The announcement by Senegal’s President Macky Sall at a news conference came after a day fraught with tensions that began with an attack by pro-coup demonstrators and elite presidential guard soldiers on the hotel hosting the talks.
It remained to be seen whether the unsigned agreement would be accepted by either the coup leaders, who took the interim president, prime minister and several ministers hostage on Wednesday, or their opponents in a transitional government.
A night-time curfew remained in place on Sunday.
The coup came weeks before an Oct. 11 vote meant to mark a return to democracy after demonstrators toppled President Blaise Compaore last year as he attempted to extend his 27-year rule.
The uprising became a beacon for democratic aspirations in Africa at a time when veteran rulers from Rwanda to Congo Republic are seeking to scrap term limits.
Under the proposal announced by Sall, who is the current chairman of the West African block ECOWAS, the date of the polls could be pushed back to as late as Nov. 22.
In exchange for returning power to the civilian transitional authority, former Compaore right-hand man General Gilbert Diendere and his presidential guard would receive an amnesty for acts committed during the putsch.
President Michel Kafando would be restored as head of the transitional government, though the body’s military members would be excluded, a move likely aimed at eliminating Prime Minister Isaac Zida, seen as Diendere’s chief opponent.
The deal also calls for the reinstatement of candidates with close links to Compaore, who were excluded from running in the polls under a law passed by the transitional authorities.
Their exclusion from the election along with concerns that the transitional government was preparing to disband the presidential guard were among justifications given by Diendere for staging the coup.
A DONE DEAL?
Sall, who spent two days in the capital Ouagadougou on the mediation mission, said he planned to submit the proposal to a summit of heads of state in Nigeria on Tuesday.

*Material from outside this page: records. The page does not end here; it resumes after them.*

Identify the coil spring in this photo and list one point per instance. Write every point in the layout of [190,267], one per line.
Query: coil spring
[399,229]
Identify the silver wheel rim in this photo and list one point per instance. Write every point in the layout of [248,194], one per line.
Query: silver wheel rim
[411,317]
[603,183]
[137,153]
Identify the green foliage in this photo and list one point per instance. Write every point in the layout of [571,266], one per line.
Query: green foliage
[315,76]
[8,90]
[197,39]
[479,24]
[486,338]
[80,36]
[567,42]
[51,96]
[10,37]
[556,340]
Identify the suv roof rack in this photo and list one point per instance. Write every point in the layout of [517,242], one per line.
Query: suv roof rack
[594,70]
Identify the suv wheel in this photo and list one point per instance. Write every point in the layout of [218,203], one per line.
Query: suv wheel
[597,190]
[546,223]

Before he announced the plan, Francois Hollande, president of Burkina Faso’s former colonial master France, issued a warning against rejecting the mediation.
“There are discussions taking place as we speak and France backs the African mediations. I address a strong warning to those who would be tempted to oppose them”, he said during a state visit to Morocco.
However, there were immediate indications that the ECOWAS proposal might struggle to gain support among the rival Burkinabe groups.
In his own proposal submitted to mediators late on Saturday and seen by Reuters, Diendere put his own name forward to head a new post-coup transition.
Many opposition and civil society members present as the various points of the ECOWAS-mediated deal were announced appeared visibly shocked by the document’s content.
“It’s a draft. That’s all it is,” said opposition politician Benewende Sankara.
Roch Marc Christian Kabore, another leading opposition figure, said he had not been shown the content of the deal before it was announced. Guy-Herve Kam, spokesman for the civil society group Balai Citoyen (Citizen’s Broom) which helped lead the uprising against Compaore, was seen in tears.
Balai Citoyen members were among those attacked by masked presidential guard soldiers who burst into the Leico Hotel earlier in the day, brandishing assault rifles, pistols and shotguns.
Meanwhile, anti-coup protests continued for a fourth day on Sunday as demonstrators erected barricades in neighborhoods across Ouagadougou, braving the presidential guard’s attempts to break up gatherings of protesters.
“Our country calls us, comrades! We must paralyze Ouagadougou by any means,” Smockey Bambara, one of Balai Citoyen’s leaders, wrote in a Facebook post.
A Reuters witness saw presidential guard soldiers set fire to a pile of motor scooters on the street as part of efforts to limit the mobility of demonstrators.
Businesses remained closed and sporadic gunfire could be heard throughout the capital.
The junta has so far failed to gain nationwide traction for its coup, and outside the capital on Sunday, including in the second largest city Bobo-Dioulasso, people opposed to the putsch demonstrated without the interference of security forces.